Votre livre repose sur un paradoxe : on observe d’un côté l’omniprésence de l’ironie sur Internet (en particulier sur les réseaux sociaux), et de l’autre la recherche d’une plus grande authenticité et d’une plus grande sincérité dans les échanges. Comment interprétez-vous cette contradiction ?

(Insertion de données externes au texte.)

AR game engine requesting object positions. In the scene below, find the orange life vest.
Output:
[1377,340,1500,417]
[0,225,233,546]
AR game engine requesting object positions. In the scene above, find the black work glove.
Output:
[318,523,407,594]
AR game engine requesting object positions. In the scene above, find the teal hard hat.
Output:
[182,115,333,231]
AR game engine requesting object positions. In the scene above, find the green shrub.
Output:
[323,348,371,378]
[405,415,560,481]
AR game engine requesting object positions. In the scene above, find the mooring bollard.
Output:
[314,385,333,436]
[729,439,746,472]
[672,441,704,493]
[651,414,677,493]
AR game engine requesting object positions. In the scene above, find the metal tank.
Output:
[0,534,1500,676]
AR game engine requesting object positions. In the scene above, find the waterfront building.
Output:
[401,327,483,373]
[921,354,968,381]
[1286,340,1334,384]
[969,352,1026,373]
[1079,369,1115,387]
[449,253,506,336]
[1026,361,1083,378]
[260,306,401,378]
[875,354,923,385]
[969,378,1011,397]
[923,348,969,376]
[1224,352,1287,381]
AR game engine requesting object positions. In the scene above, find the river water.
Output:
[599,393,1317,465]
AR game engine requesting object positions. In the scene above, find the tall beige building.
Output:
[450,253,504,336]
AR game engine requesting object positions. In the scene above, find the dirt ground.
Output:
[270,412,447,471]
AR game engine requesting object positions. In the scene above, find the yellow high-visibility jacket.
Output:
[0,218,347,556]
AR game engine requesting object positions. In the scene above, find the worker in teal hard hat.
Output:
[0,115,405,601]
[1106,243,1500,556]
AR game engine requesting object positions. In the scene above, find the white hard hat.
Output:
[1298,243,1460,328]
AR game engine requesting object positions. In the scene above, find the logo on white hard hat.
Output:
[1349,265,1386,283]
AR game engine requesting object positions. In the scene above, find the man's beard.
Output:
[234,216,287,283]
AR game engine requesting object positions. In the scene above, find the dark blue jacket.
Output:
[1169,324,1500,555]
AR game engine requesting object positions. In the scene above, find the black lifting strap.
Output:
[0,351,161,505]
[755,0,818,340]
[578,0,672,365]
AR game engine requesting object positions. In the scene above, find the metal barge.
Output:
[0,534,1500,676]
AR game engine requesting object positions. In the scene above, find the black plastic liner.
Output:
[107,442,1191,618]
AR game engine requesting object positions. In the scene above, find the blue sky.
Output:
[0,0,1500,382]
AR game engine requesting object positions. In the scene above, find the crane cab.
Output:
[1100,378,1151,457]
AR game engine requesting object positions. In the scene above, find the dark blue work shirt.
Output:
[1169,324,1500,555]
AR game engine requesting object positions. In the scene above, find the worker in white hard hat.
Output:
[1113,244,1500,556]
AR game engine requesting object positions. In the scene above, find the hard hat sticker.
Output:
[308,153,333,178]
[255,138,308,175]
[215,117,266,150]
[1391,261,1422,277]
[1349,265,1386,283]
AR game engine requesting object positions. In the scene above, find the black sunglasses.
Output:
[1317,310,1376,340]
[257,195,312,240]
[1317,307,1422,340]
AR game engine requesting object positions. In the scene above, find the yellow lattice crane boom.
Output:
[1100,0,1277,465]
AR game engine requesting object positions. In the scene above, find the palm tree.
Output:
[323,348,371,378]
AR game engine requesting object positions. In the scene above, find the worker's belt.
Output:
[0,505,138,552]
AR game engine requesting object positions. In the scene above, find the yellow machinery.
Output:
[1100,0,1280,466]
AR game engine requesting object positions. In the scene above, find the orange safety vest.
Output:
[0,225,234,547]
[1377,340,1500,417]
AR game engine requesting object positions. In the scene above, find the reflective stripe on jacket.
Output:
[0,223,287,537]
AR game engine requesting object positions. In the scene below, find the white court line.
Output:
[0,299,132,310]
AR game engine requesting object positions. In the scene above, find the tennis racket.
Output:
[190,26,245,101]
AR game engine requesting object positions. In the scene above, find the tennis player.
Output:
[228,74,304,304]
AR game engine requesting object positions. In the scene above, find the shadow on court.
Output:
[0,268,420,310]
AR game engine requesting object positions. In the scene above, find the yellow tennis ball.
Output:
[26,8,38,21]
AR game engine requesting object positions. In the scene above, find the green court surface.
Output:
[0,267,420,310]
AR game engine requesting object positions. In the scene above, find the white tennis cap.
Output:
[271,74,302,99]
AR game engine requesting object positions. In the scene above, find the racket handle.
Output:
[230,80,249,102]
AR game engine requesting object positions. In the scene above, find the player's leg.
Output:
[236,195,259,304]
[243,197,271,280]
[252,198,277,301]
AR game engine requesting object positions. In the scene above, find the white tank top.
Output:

L’usage de l’ironie s’est en effet généralisé sur les réseaux sociaux, jusqu’à devenir le registre de communication commun. Sur Internet, l’ironie a conservé le principe de connivence (dans le sens où son utilisation agit toujours comme un signe de ralliement d’une petite communauté qui maîtrise et partage les mêmes codes), mais elle s’est répandue de manière si massive qu’aujourd’hui tout le monde la pratique, non plus seulement les intellectuels qui pouvaient s’en servir jadis de façon subversive. L’ironie est devenue, ces dernières années, à la fois un mode d’expression et un mode de présentation de soi. Or, cette généralisation du second degré, devenu la norme, a entraîné une lassitude, voire une vague de rejet. Désormais, la recherche d’authenticité émerge sur les réseaux sociaux. Elle s’accompagne d’un retour au premier degré dans les échanges, dans l’expression et la représentation de soi sur son profil, où l’on est appelé à affirmer son « véritable moi ».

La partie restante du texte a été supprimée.